New research released this week by Royal Life Saving Society – Australia aimed to shed light on who attends adult swimming programs, how long they are in lessons and how much they are spending on classes. It also highlights the types of adult swimming and water safety programs offered and charts the improvement in swimming and water safety skills.
This study identified that a variety of swimming programs are available around Australia for adults, including public swimming lessons, subsidised lessons, and fully funded programs, with most adults in swimming classes attending just nine lessons on average – approximately five hours in the water.
The Australian Water Safety Strategy 2030 identifies swimming and water safety skills as a key factor for reducing drowning among all age groups, however this study found that most adults taking swim lessons are only acquiring basic skills in the water.

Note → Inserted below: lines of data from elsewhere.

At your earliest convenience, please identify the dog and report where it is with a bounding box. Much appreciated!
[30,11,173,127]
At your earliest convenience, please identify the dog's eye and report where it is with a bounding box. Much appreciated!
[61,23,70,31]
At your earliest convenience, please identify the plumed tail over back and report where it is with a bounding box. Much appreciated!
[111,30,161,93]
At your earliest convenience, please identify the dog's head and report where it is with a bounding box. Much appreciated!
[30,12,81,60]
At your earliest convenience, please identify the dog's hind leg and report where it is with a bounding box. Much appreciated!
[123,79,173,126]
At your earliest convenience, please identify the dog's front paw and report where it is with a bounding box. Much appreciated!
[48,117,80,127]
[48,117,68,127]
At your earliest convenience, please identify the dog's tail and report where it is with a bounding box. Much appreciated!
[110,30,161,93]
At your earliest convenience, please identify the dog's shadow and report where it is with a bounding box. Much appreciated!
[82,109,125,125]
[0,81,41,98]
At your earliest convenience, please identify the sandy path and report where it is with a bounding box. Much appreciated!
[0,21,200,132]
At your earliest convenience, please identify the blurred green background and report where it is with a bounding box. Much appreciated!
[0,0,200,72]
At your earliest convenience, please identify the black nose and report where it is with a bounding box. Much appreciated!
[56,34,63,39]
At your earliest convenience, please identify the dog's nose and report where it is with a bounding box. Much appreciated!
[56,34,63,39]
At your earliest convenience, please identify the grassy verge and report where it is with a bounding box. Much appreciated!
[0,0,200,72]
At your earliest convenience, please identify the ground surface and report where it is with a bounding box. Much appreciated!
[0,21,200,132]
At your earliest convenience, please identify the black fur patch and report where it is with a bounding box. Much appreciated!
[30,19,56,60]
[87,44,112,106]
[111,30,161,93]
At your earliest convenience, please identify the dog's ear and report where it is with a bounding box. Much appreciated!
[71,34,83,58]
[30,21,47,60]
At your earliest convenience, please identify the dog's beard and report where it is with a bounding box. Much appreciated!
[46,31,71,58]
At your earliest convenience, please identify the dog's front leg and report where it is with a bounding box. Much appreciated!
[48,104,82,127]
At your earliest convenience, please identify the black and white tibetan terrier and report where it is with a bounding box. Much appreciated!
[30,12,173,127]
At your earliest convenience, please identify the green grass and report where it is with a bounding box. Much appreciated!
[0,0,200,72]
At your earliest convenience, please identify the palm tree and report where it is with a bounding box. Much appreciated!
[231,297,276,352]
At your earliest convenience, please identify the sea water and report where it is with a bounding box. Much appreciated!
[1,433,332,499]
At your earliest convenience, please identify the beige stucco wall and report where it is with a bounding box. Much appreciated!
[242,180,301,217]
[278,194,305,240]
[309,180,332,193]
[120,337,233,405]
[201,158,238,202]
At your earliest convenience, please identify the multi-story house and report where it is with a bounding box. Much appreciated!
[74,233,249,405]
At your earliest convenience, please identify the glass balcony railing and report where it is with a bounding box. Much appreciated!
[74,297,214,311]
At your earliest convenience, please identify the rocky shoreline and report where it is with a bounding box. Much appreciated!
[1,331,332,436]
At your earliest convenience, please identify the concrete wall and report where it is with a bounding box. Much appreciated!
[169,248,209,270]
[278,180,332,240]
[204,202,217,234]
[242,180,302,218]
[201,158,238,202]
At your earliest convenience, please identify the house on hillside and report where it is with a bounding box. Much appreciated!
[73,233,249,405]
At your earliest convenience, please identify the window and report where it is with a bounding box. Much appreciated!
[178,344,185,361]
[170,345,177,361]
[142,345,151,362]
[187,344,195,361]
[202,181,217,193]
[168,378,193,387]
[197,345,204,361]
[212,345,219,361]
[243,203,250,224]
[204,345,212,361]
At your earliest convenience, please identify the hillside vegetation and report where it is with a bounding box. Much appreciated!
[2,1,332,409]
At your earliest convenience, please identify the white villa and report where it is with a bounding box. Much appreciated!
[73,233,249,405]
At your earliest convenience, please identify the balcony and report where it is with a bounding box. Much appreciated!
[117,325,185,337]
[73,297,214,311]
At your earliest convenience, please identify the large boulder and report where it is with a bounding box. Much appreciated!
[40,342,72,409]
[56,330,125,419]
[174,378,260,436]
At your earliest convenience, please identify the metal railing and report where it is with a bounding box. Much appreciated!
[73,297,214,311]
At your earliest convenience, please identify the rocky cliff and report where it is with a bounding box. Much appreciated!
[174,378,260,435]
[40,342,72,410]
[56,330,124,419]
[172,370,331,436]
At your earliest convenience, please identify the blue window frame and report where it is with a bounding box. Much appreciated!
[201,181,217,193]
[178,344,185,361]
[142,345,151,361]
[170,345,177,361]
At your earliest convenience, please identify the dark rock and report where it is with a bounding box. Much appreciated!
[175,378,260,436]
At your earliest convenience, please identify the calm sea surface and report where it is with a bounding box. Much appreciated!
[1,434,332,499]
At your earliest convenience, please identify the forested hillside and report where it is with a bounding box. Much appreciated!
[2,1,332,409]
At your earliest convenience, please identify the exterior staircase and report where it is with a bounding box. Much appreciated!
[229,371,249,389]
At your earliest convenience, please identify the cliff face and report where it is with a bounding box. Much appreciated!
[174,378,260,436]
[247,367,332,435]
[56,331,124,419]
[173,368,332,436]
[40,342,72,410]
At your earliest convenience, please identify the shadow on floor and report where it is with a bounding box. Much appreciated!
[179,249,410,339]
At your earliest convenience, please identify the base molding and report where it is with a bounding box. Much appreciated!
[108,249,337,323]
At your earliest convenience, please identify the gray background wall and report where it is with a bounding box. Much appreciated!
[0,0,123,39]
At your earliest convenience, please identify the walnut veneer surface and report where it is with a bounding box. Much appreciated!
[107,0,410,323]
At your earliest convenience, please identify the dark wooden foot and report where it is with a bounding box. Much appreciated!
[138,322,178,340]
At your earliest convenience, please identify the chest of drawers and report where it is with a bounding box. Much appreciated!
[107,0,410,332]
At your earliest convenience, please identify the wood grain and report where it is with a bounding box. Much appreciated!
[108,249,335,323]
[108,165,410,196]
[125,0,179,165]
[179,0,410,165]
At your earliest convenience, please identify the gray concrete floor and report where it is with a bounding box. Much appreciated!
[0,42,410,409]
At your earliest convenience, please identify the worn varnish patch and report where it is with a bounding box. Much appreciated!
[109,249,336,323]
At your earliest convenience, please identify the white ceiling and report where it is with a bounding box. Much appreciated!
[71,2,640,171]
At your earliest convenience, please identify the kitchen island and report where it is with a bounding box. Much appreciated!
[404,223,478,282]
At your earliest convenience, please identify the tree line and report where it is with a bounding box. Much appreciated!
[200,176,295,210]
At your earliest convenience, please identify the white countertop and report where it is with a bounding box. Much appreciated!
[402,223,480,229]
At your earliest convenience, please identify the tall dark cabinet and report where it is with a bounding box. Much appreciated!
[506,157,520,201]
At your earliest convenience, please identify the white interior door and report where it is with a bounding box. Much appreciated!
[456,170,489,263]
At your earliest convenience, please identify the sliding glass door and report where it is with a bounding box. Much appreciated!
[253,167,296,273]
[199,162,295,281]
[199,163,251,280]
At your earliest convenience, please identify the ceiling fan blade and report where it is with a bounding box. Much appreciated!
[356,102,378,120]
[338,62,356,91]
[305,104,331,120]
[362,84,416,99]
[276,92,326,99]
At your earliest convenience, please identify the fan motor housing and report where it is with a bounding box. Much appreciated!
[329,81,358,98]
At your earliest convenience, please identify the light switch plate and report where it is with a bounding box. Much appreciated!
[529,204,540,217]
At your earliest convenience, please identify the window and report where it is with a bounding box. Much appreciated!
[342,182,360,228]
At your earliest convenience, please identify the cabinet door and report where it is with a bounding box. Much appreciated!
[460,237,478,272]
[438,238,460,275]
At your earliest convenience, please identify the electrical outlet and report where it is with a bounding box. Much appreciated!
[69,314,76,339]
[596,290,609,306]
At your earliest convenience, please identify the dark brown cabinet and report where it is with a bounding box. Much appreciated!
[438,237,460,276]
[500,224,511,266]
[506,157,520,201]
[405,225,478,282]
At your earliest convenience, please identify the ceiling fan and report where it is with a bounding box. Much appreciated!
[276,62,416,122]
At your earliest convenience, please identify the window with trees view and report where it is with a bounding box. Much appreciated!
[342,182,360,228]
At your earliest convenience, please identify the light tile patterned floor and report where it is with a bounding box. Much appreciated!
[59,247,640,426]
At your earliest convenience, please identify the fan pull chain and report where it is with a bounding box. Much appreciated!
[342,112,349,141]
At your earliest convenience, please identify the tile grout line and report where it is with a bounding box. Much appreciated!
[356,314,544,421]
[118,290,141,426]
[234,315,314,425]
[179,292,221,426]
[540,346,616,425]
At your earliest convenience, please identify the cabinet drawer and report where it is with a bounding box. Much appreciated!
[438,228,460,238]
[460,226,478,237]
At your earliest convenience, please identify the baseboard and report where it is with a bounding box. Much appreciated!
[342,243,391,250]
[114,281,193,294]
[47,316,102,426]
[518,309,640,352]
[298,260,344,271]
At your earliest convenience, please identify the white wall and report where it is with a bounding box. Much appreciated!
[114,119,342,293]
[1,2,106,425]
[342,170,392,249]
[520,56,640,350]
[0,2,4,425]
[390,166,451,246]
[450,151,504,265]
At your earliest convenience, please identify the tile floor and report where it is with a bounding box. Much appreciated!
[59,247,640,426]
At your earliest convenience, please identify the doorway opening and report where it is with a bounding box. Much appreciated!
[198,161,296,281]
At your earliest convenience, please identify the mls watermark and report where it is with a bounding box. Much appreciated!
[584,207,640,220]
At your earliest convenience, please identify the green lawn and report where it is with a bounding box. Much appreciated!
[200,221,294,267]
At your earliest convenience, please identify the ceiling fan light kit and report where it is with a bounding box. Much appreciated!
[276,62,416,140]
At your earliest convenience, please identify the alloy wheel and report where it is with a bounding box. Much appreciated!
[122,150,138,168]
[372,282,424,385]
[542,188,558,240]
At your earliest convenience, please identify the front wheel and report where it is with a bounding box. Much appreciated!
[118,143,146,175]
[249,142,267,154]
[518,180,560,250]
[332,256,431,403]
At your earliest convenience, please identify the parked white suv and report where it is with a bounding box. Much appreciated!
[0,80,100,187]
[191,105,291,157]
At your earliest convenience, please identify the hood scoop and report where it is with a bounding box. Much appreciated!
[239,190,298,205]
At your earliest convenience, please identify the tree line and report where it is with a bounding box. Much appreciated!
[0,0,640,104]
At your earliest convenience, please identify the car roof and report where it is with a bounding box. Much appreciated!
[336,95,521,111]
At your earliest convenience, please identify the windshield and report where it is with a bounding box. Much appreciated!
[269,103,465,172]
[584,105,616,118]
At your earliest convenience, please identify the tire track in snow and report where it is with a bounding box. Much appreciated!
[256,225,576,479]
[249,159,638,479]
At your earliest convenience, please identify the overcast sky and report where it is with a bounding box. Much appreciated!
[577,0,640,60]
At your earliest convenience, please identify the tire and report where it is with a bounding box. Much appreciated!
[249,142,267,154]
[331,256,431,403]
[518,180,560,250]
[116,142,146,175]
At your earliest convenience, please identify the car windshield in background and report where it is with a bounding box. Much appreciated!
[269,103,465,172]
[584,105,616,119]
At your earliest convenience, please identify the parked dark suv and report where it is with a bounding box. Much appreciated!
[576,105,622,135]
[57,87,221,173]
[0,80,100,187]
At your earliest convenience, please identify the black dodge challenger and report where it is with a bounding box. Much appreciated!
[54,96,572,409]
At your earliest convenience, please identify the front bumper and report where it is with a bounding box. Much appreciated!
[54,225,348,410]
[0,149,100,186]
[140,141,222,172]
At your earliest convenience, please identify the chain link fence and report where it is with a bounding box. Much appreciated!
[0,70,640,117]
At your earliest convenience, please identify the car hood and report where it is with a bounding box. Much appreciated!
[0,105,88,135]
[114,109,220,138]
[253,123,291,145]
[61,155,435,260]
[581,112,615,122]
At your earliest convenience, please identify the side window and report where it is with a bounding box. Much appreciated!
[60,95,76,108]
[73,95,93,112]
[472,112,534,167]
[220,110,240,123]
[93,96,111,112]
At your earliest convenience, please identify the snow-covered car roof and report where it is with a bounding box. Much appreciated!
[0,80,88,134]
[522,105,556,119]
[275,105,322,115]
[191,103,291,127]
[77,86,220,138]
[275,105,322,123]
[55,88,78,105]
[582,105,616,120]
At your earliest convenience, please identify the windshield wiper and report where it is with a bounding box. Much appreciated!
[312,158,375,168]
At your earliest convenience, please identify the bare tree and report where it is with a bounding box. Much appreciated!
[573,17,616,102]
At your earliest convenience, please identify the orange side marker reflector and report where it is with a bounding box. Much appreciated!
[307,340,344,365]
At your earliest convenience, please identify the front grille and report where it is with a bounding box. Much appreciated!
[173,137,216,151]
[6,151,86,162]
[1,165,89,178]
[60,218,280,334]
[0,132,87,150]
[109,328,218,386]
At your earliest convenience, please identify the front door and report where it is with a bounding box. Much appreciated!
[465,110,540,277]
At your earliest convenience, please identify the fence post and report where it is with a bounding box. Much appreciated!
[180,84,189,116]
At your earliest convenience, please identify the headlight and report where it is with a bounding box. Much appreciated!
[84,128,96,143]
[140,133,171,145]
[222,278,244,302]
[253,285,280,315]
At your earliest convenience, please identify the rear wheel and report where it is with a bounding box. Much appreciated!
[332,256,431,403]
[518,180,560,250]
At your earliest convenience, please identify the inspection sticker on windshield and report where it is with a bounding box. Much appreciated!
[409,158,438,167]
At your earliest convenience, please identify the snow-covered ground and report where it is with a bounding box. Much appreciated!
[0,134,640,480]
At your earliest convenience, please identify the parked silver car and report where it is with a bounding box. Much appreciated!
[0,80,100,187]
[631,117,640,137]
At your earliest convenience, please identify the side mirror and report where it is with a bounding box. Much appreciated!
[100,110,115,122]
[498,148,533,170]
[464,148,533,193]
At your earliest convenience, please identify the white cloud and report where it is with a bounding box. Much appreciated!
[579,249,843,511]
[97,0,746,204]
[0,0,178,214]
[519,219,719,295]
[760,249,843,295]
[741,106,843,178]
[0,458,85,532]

Regardless of the type of program they were attending, and how long they had been attending lessons for, the study found that most adults were unable to swim more than 25 metres upon completion of their program. Just eight per cent could reach the National Benchmarks set for 12-year-olds at the end of their program.
Royal Life Saving Research Manager Stacey Pidgeon said that while many swim schools offer swimming programs for adults, this study highlights more could be done to align adult swimming and water safety programs with the National Swimming and Water Safety Framework. This would ensure that adults develop a range of swimming and water safety skills, just as children do in their lessons.
The study also found that 60 per cent of adults in swimming lessons are female, despite males being over represented in drowning statistics.